Well, yes. But it’s Sterek Week anyway, kind of like how there’s a World Nutella Day, even though everyone likes to eat Nutella all year round.
After this week’s Teen Wolf episode showed Derek Hale (half of the Sterek pairing) having sex with his new female love interest, Sterek fandom feels in need of some support. And how else to rebel against unwanted canon than a new influx of fanfic? In a post from Tumblr user sinyhale, the rules were set out: Write more fanfic, use a hashtag called “operation positivity,” and above all, post as much as possible until Sterek Week is over.
On the one hand, fandom fests are fun, and it’s always nice to share new fanworks with your friends. On the other, this particular fandom fest seems to be founded on a persecution complex that will seem undeniably bizarre to outsiders. “After recent events,” reads the original Sterek Week prompt post, “some people within the fandom are feeling discouraged or alone – it’s time to cheer everyone up again!”

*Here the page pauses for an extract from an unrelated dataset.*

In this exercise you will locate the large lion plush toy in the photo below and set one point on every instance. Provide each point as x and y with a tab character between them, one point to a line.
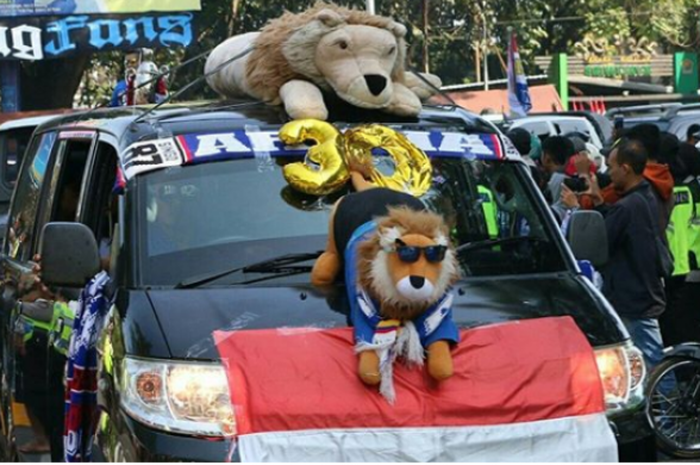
294	58
398	271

“Recent events,” of course, being the fact that half of the Sterek pairing is now involved in a straight relationship on the actual show—a development that is making some Sterek fans very upset.

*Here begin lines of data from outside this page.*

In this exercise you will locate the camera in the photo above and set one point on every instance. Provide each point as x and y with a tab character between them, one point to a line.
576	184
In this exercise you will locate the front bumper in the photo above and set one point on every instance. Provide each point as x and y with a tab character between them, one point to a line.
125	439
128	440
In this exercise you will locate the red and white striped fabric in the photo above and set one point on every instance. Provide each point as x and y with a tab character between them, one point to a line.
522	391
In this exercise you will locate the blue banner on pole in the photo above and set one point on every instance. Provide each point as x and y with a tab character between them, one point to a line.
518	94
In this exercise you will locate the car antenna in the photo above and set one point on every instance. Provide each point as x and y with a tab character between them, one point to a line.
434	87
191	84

This marks a curious trend in Teen Wolf fandom: the idea that the Sterek pairing (or its fans) are somehow “under attack,” either by the show itself, or by fans of the romance between Derek and his female love interest. Oddly enough, this trend has a lot in common with the vast numbers of Larry Stylinson (Louis Tomlinson and Harry Styles from the band One Direction) shippers who, despite being the majority in One Direction fandom, still believe they are the persecuted underdog.
Image via sinyhale/Tumblr
The idea of Sterek Week is founded in positivity and a desire to promote a more cheerful community spirit in Teen Wolf fandom. Unfortunately, it’s likely to have the opposite effect. Much of the conflict in Teen Wolf fandom comes from the fact that Sterek fans tend to dominate the fandom’s online presence, creating a “with us or against us” kind of attitude. Many non-Sterek fans have come to associate Sterek fandom with an aggressive campaign to make the Stiles/Derek pairing canon, which Daily Dot writer Aja Romano discussed earlier this week in “Why slashtivism is hurting Teen Wolf fans.”

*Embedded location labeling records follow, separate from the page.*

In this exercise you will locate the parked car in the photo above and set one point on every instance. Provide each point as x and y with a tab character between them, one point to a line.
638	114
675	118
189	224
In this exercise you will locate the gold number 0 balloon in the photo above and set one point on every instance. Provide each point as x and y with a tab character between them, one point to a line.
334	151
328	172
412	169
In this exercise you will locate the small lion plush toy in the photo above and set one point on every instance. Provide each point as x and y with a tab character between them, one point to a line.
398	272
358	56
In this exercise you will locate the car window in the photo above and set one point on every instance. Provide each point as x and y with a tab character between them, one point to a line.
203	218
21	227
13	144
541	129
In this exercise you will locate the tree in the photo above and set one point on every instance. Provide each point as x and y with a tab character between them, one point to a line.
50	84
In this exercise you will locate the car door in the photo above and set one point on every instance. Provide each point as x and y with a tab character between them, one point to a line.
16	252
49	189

Even Sterek Week’s tagline is strangely defensive: “We are not the abominations. We are the Alphas.” This is actually a reference to Teen Wolf showrunner Jeff Davis describing Sterek fans as the “Alphas of fandom,” but it implicitly promotes the same divisive, us-and-them attitude that led to Sterek fandom’s problems in the first place. Was anyone actually calling Sterek fans an abomination? Doubtful. Is a sudden influx of extra Sterek posts, combined with the message that Sterek fans are “Alphas,” going to endear them to the rest of Teen Wolf fandom? Almost certainly not.
It’s hard to tell how much Sterek Week has caught on so far. The Tumblr tag seems pretty popular, with plenty of awesome fanart and new fanfic, but then again a lot of people would’ve been posting about Sterek every day anyway.
Hopefully the friendly message of Teen Wolf’s “operation positivity” hashtag goes as planned, and unites the fandom rather than widening the Sterek-based divide.